Very large Ceph RadosGW S3 object staging bug

Open BioWilko opened this issue 2 years ago • 0 comments

Bug report

Expected behavior and actual behavior

I am running a pipeline using the k8s executor from inside a k8s pod (I know this isn't generally recommended but it actually works very well) and use an S3 URI (S3 API mocked via Ceph RadosGW) as a file input.
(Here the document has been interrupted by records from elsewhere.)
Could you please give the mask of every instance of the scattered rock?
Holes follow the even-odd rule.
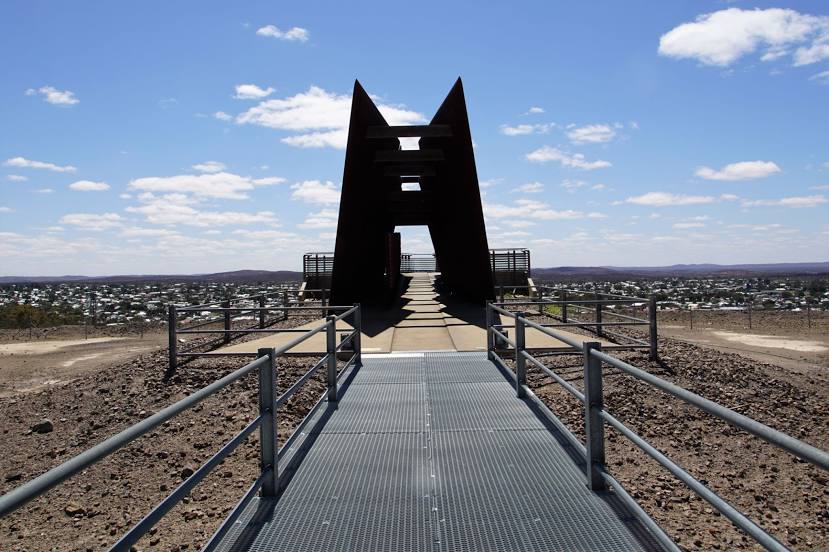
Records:
[[[78,504],[77,502],[68,502],[66,506],[63,508],[63,511],[66,512],[69,516],[82,516],[86,513],[86,510],[83,506]]]
[[[32,426],[33,433],[51,433],[54,431],[55,425],[51,420],[43,419]]]

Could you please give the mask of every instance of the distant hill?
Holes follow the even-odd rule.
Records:
[[[533,278],[539,280],[659,278],[671,276],[815,276],[819,274],[829,275],[829,262],[737,265],[677,264],[670,266],[560,266],[532,269]]]
[[[671,266],[559,266],[534,268],[538,280],[622,280],[626,278],[664,278],[670,276],[829,276],[829,262],[773,264],[678,264]],[[136,282],[298,282],[301,272],[291,270],[234,270],[212,274],[124,274],[117,276],[0,276],[2,284],[22,283],[136,283]]]
[[[126,284],[137,282],[298,282],[302,272],[292,270],[234,270],[212,274],[123,274],[117,276],[0,276],[0,284],[64,282]]]

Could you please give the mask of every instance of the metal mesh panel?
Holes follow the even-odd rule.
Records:
[[[367,359],[279,501],[254,500],[216,549],[658,550],[492,370],[480,353]]]
[[[392,366],[389,366],[391,361]],[[363,357],[363,366],[354,376],[352,385],[372,383],[423,383],[423,355]]]
[[[386,383],[350,386],[321,432],[399,433],[428,429],[426,385]]]
[[[486,360],[485,354],[429,353],[426,355],[426,381],[503,383],[504,376],[493,363]]]

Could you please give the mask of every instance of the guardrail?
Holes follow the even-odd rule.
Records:
[[[530,289],[529,286],[525,288]],[[616,343],[615,349],[647,349],[651,360],[659,358],[658,328],[656,319],[656,299],[642,299],[639,297],[620,297],[609,294],[596,294],[594,299],[572,299],[567,293],[559,295],[559,299],[545,298],[543,289],[537,289],[537,298],[533,300],[502,300],[493,305],[500,307],[524,307],[524,310],[538,310],[538,314],[550,316],[559,320],[560,324],[541,324],[546,328],[580,328],[594,333],[597,337],[611,339]],[[626,305],[647,305],[647,318],[637,318],[627,314],[615,312],[616,307]],[[576,319],[573,313],[592,313],[593,320]],[[495,325],[500,331],[503,328]],[[647,327],[647,339],[639,339],[632,335],[620,333],[609,328]]]
[[[354,329],[345,340],[337,344],[336,322],[349,316],[354,318]],[[223,378],[216,380],[188,397],[168,406],[148,418],[145,418],[144,420],[141,420],[137,424],[128,427],[124,431],[110,437],[109,439],[106,439],[102,443],[87,449],[56,468],[52,468],[43,475],[40,475],[39,477],[36,477],[35,479],[24,483],[13,491],[3,495],[0,497],[0,518],[10,514],[27,502],[46,493],[51,488],[59,485],[78,472],[85,470],[100,460],[103,460],[113,452],[128,445],[142,435],[147,434],[177,414],[195,406],[207,397],[215,394],[228,385],[239,381],[253,372],[258,372],[259,375],[259,415],[233,438],[231,438],[230,441],[223,445],[218,452],[216,452],[204,464],[196,469],[190,477],[185,479],[178,487],[176,487],[166,498],[164,498],[146,516],[144,516],[141,521],[127,531],[127,533],[125,533],[118,540],[118,542],[110,548],[110,551],[128,552],[142,536],[144,536],[162,517],[164,517],[167,512],[169,512],[198,483],[200,483],[205,476],[213,470],[213,468],[219,465],[257,428],[259,429],[260,435],[260,474],[253,485],[245,493],[240,504],[247,503],[260,490],[262,496],[277,496],[281,490],[279,459],[285,455],[291,444],[294,442],[296,436],[305,429],[308,421],[312,418],[316,411],[319,410],[321,405],[324,404],[324,401],[329,403],[337,401],[338,381],[345,376],[349,370],[362,365],[360,345],[360,331],[362,328],[360,320],[360,306],[355,305],[337,316],[328,316],[325,323],[311,330],[304,330],[305,333],[303,335],[297,337],[282,347],[259,349],[259,351],[255,353],[258,358],[253,362],[246,364],[242,368],[239,368]],[[294,382],[291,387],[289,387],[281,395],[277,396],[277,359],[290,349],[296,347],[319,332],[325,332],[326,334],[325,355],[317,361],[310,370]],[[353,354],[338,374],[337,354],[343,351],[348,344],[351,344]],[[290,399],[302,387],[302,385],[323,366],[326,367],[327,390],[319,398],[316,405],[311,409],[311,412],[308,413],[305,419],[285,441],[282,448],[279,448],[277,433],[277,414],[279,407],[285,404],[288,399]],[[237,507],[234,511],[241,511],[241,508]],[[232,520],[230,520],[230,518],[225,520],[218,532],[213,536],[213,539],[211,539],[211,542],[220,538],[230,528],[231,524]]]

Before any k8s pods are deployed the S3 URI is staged to the work directory at which point for very large objects (> ~120G from my testing) an extremely generic java aws exception is raised killing the pipeline: com.amazonaws.SdkClientException: Unable to store object contents to disk: Connection reset by peer.

Smaller files stage absolutely fine which is the expected behaviour.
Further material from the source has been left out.